El catamarán no volcó. Pau logró subirse a la lona y buscó a Eric.
Miró en varias direcciones hasta que vio el cuerpo de Eric a pocos metros del
barco, flotando en el agua, con la cabeza boca abajo. Pau se quedó inmóvil, por
un instante pensó que Eric podría morir y dudó qué hacer. Finalmente se lanzó al
agua, como si su cuerpo tuviera vida propia y eludiera cualquier duda. Agarró a
Eric y lo acercó al barco, lo sujetó con un cabo, volvió a subir a la lona y desde
ella pudo con gran esfuerzo asir el cuerpo y ponerlo encima de la lona. Eric
movió la cabeza, tosió y expulsó agua.
—¿Estás bien?
—Sí, estoy bien, estoy bien, gracias. Volvamos a puerto.

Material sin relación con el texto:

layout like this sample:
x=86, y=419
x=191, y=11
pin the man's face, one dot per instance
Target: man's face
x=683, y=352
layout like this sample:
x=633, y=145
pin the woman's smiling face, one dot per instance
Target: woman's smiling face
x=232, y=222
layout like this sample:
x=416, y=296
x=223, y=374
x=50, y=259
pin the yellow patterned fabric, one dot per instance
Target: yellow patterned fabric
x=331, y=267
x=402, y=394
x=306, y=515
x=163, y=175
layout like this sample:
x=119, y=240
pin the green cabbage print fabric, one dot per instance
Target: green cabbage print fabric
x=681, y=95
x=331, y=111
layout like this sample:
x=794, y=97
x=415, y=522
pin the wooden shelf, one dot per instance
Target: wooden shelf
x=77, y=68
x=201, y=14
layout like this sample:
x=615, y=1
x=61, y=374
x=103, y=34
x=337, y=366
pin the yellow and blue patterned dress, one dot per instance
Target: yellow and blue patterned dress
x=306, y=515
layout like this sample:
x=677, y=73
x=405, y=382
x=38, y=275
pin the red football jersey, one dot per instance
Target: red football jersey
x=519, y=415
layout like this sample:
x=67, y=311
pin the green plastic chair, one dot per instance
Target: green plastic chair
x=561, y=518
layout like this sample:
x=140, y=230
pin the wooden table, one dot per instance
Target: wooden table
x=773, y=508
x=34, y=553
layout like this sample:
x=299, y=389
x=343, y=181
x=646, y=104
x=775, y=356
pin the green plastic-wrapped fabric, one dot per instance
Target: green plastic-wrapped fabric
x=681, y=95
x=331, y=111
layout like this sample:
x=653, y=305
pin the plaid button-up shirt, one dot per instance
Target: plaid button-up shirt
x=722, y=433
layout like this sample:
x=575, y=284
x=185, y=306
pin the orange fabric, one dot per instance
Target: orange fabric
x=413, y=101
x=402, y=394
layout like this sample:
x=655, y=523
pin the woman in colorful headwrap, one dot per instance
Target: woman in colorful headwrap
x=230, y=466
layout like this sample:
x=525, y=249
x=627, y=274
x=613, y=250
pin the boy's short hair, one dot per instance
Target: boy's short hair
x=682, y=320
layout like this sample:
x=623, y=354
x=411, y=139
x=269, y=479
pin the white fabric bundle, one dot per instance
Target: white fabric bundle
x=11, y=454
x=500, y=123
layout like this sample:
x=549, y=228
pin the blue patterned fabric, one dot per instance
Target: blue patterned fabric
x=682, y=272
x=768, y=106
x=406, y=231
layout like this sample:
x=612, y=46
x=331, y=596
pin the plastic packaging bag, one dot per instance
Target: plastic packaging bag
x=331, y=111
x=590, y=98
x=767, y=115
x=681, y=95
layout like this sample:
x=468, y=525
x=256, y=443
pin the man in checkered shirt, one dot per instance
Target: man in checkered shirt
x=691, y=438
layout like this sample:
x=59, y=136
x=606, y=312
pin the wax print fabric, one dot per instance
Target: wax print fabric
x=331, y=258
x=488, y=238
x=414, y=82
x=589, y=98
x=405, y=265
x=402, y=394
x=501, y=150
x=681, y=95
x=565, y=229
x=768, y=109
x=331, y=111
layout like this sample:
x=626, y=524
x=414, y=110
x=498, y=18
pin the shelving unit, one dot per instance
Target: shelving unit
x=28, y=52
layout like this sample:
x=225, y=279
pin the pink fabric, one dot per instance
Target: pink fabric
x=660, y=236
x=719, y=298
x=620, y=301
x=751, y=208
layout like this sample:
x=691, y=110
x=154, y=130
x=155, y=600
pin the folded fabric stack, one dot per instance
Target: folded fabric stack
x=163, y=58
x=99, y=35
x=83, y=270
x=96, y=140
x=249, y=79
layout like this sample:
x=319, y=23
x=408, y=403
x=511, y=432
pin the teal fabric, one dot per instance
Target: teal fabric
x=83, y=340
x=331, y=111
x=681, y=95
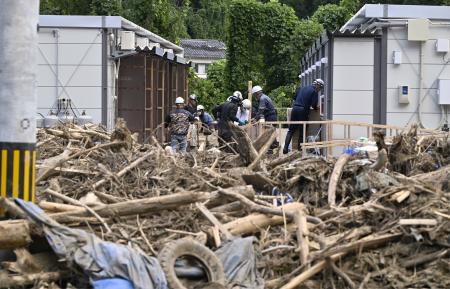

Pau sustituyó a Eric al timón. Minutos más tarde entraban en el puerto.

Después de una ducha decidieron ir al bar del club náutico que estaba situado
en el ático de un edificio adyacente. Eligieron una mesa con vistas al puerto y
pidieron un par de cervezas.
—¿Cómo va tu hobby? —Pau lo miró y no dijo nada—. ¿Pasa algo? —
insistió Eric.
—No pasa nada. Solo que… una mala racha. —Pau explicó su encuentro con
Alfonso como justificación a su inapetencia pictórica.
—Olvídate de Alfonso. Es pasado —interrumpió Eric.
—¿Qué me olvide del pasado? ¿Y tú me lo dices? —Pau dio un trago de
cerveza—. Olvídate del pasado —repitió oyéndose a sí mismo—. Desde que has
vuelto, no ha habido otra cosa que pasado.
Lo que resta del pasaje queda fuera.